Date of Award

2014

Document Type

Master Thesis

Degree Name

Master of Engineering (Research)

Department

Civil, Structural and Environmental Engineering

First Advisor

Norma Hurley

Abstract

The National Renewable Energy Action Plan for Ireland has detailed that 40% of Irelands total energy consumption from the electricity sector must come from renewable sources by 2020. In 2012 this figure was at 11.4%, it is unlikely these targets will be met by 2020. The important role that hydro power can play in achieving these targets was examined. Research into hydropower in general was carried out in order to attain an understanding of the principles and terminology used. Many traditional hydro schemes have been previously developed in Ireland. However due to increased population, there are no longer suitable locations where large scale Hooding for reservoir creation will not have significant negative environmental impacts. As pumped schemes using seawater require a much smaller reservoir footprint they were selected as having the most potential. Ireland has significant wind energy resources, combining this with pumped hydro scheme allows for the excess wind energy to be stored rather than wasted. As the objective of this research is to investigate whether such plants are a viable option for Ireland when considering the possible environmental impacts, an environmental study was undertaken.

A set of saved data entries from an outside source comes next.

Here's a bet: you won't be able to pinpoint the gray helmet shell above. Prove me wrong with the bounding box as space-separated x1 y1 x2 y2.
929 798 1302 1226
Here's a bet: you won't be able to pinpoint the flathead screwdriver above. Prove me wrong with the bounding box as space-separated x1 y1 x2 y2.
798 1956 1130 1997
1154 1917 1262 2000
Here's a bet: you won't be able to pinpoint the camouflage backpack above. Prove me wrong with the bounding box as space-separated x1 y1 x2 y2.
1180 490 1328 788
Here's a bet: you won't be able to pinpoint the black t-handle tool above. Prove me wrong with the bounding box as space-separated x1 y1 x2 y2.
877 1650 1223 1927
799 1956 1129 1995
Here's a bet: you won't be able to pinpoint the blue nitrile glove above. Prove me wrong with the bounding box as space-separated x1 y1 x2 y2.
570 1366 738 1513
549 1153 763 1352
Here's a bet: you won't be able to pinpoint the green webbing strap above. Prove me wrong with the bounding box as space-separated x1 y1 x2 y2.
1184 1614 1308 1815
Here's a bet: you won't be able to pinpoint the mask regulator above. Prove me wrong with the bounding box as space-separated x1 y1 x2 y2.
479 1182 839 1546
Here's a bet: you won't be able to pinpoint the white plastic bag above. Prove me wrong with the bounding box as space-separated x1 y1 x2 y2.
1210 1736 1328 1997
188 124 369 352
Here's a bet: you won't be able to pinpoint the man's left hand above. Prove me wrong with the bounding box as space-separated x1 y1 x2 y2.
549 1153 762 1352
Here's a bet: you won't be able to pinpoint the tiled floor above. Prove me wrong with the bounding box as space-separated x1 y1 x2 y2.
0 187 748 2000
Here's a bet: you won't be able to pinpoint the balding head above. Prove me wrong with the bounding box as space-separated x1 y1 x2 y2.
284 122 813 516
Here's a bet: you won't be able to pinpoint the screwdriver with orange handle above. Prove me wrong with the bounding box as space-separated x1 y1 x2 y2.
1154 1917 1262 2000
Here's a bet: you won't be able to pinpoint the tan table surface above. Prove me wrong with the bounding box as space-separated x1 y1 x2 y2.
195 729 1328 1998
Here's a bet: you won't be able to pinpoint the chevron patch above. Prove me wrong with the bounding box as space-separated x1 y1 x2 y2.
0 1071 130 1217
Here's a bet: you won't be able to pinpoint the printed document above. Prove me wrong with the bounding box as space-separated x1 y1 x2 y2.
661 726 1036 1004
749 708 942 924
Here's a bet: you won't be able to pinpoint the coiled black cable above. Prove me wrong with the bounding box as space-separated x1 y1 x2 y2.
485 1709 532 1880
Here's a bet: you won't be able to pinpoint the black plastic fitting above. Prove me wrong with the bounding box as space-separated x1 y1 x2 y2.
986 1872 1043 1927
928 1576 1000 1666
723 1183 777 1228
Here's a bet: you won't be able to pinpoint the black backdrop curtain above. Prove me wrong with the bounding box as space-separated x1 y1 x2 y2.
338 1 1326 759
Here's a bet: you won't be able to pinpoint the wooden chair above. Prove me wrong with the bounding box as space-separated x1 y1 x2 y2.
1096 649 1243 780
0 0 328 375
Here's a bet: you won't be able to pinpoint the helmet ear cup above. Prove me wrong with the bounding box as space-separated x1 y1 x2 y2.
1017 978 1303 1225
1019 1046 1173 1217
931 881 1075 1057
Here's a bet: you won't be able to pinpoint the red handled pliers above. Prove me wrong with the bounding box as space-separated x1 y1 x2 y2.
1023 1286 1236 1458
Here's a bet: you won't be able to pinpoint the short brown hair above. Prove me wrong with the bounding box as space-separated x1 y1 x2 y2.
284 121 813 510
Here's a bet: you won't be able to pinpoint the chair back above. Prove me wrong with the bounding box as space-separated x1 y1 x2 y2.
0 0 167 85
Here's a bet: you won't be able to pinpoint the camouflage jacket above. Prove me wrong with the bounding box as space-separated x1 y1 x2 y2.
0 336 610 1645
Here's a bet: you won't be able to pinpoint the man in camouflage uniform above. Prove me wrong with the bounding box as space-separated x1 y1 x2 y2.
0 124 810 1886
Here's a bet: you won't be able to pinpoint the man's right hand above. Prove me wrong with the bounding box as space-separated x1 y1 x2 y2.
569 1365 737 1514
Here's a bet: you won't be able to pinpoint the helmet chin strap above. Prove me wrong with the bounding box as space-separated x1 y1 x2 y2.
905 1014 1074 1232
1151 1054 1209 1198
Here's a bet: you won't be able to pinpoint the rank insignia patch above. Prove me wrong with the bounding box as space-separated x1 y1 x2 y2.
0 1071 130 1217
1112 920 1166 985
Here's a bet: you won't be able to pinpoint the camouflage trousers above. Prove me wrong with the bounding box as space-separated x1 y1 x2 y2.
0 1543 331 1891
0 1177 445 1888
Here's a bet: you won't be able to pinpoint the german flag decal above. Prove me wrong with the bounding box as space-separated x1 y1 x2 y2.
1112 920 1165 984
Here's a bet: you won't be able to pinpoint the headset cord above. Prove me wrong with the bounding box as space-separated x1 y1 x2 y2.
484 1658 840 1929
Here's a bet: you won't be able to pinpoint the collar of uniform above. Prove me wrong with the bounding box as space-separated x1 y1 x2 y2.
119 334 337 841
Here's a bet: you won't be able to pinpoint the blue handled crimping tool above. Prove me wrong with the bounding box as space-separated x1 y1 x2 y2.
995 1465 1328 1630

A weighted points system was developed, allowing for possible sites to be assessed, the weighting of each criteria reflects its importance to the schemes success. From this analysis a site at Glanlough Co. Kerry was deemed to have the highest potential. Environmental analysis undertaken at the site revealed its isolated location resulted in minimal impacts on the local population. In fact during construction it would be expected to benefit the local economy. The most significant environmental effects would stem from the impacts on the regions flora and fauna, specifically the protected species located within the two protected areas upon which the site would impede. Various mitigation measures were proposed to combat these effects, the completed report was sent to the National Parks and Wildlife Service to be reviewed. The feedback received indicated the proposed mitigation measures would be adequate, however on site surveys would be required to verify the qualitative analysis presented in this project.